Pour avoir heurté un cycliste avec la voiture de son père une nuit d'automne 2017, et avoir poursuivi son chemin sans porter assistance au blessé, le fils de l'ex-ministre de la Santé Gaétan Barrette, Geoffroy, a été condamné cet après-midi à purger une peine de huit mois à domicile.

L'ancien ministre, toujours député du Parti libéral du Québec, accompagnait son fils, qui recevait sa sentence au palais de justice de Montréal. Il est resté impassible et n'a fait aucun commentaire.

Le soir du 12 octobre 2017, le jeune homme de 24 ans, qui travaille comme courtier immobilier, avait consommé de l'alcool au cours d'un souper au restaurant avec une dizaine d'amis. Peu après minuit, il prend la route au volant du véhicule de son père, qui était encore à ce moment ministre de la Santé, avec deux passagers.

Il suit la voiture d'autres amis, qui sont impliqués dans une « altercation verbale » avec un chauffeur de taxi, apprend-t-on dans l'exposé des faits, déposé au tribunal.

Les deux passagers de Geoffroy Barrette sortent alors pour se mêler à la discussion. « Tendu par cet incident et appréhendant un possible dérapage, monsieur Barrette connaît une anxiété intense et quitte les lieux pour se rendre chez lui », indiquent les documents judiciaires.

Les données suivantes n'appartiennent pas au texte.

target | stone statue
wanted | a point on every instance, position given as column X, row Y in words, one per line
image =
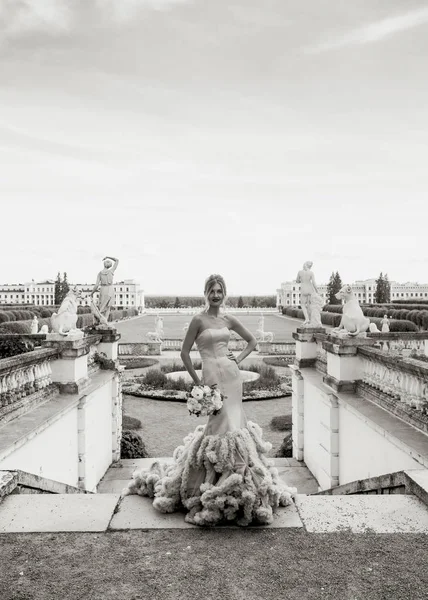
column 261, row 334
column 317, row 303
column 34, row 325
column 157, row 335
column 385, row 324
column 353, row 321
column 104, row 283
column 308, row 287
column 65, row 320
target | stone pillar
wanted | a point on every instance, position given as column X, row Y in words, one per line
column 344, row 366
column 109, row 342
column 328, row 476
column 306, row 346
column 70, row 369
column 81, row 442
column 297, row 413
column 116, row 431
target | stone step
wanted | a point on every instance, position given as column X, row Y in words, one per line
column 293, row 472
column 29, row 513
column 363, row 513
column 103, row 512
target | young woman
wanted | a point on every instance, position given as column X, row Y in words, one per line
column 221, row 473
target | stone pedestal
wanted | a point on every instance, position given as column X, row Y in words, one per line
column 297, row 412
column 306, row 346
column 70, row 369
column 109, row 343
column 329, row 442
column 344, row 366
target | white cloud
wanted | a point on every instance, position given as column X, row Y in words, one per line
column 374, row 32
column 19, row 18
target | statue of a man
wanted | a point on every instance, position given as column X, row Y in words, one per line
column 307, row 287
column 105, row 284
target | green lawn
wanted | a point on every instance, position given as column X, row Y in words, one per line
column 214, row 564
column 165, row 424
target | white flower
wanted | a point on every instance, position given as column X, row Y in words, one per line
column 197, row 393
column 193, row 404
column 217, row 403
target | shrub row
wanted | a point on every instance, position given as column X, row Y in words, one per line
column 7, row 316
column 418, row 317
column 83, row 320
column 333, row 319
column 22, row 326
column 296, row 313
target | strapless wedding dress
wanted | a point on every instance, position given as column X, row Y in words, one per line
column 221, row 473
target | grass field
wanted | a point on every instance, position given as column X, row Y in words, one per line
column 136, row 330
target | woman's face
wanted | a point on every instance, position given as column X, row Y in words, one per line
column 215, row 295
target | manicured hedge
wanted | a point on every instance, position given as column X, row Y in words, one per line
column 22, row 326
column 414, row 315
column 11, row 323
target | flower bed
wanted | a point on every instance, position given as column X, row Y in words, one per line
column 155, row 384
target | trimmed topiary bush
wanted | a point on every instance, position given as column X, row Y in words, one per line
column 286, row 448
column 132, row 446
column 10, row 348
column 281, row 423
column 278, row 361
column 154, row 379
column 137, row 362
column 129, row 423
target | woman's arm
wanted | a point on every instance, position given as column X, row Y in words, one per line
column 314, row 284
column 237, row 326
column 188, row 342
column 97, row 284
column 115, row 260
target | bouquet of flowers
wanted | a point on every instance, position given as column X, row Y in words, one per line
column 204, row 400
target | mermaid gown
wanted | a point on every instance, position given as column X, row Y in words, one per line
column 221, row 473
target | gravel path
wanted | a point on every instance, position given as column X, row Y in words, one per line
column 165, row 424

Peu de temps après, sur la rue Rachel, il frappe un cycliste à une intersection. Pris de panique, il s'arrête brièvement, fait marche arrière, fait un virage en « U », puis emprunte la rue Saint-Dominique à contresens, laissant le cycliste étendu sur la chaussée.

Des passants accourus pour aider le blessé notent cependant sa plaque d'immatriculation. Il sera arrêté quelques heures plus tard chez ses parents, avec qui il habite à Mont-Royal, et accusé de délit de fuite.

Pas de traitement de faveur

« C'est un acte criminel très grave, qui peut entraîner une peine de 10 ans de prison », a souligné la juge de la Cour du Québec Josée Bélanger, en rendant sa décision. Selon elle, la sentence et les conditions imposées reflètent cependant la gravité de l'infraction et tiennent compte du profil du jeune homme, qui a plaidé coupable.

Même s'il est le fils de l'ancien ministre de la Santé, Geoffroy Barrette « n'a pas eu de traitement de faveur. Il a reçu la même peine que n'importe quel autre citoyen qui aurait commis des crimes similaires », a affirmé la procureure de la Couronne, Geneviève Langlois, à sa sortie du tribunal.

Comme il est le fils d'une personnalité publique, il a toutefois dû composer avec l'intérêt des médias, ce qui peut constituer un élément dissuasif, a fait valoir son avocate, Nadine Touma.

Geoffroy Barrette n'a pas d'antécédent judiciaire, mais il a été intercepté à de nombreuses reprises au volant dans les dernières années, pour une série d'excès de vitesse et omissions de s'arrêter aux feux rouges, selon les archives judiciaires.

La peine de huit mois à domicile (d'abord 24 heures sur 24, sauf pour le travail, puis en respectant un couvre-feu) était une suggestion commune de la défense et de la couronne. Il lui est aussi interdit de conduire pendant deux ans.

La juge a ajouté une condition : l'interdiction de consommer de l'alcool pendant huit mois.

Pourtant, Me Nadine Touma a affirmé en cour que « la consommation d'alcool n'a pas contribué à la survenance de l'accident » et que « M. Barrette n'a pas eu de comportement téméraire ou dangereux au volant de son véhicule avant l'accident ».

En fait, il faut plutôt retenir que les policiers n'avaient pas de preuve quant au rôle que l'alcool aurait pu jouer dans l'accident ni de preuve de conduite dangereuse, a précisé la procureure de la Couronne.

Facture d'hôpital pour l'étudiant tchèque

Le cycliste frappé par Geoffroy Barrette a été légèrement blessé. L'étudiant au doctorat en physique à l'Université McGill, de nationalité tchèque, indiquait après l'accident qu'il avait dû payer de sa poche les frais médicaux de plus de 1000 dollars, en espérant obtenir un remboursement de la part de son assurance voyage en rentrant dans son pays. Il expliquait aussi que son vélo, dont il estimait la valeur à 1000 dollars, était une perte totale.

« Un délit de fuite démontre une extrême lâcheté. Je ne pourrais plus dormir si je faisais une telle chose. Je crois que cette personne devrait faire face à ses problèmes, cela rend plus fort. S'enfuir est pathétique », a écrit l'étudiant dans une déclaration.

Geoffroy Barrette, qui a exprimé ses regrets en plaidant coupable, s'est engagé à lui remettre 1000 dollars, un engagement qui fait partie de sa sentence.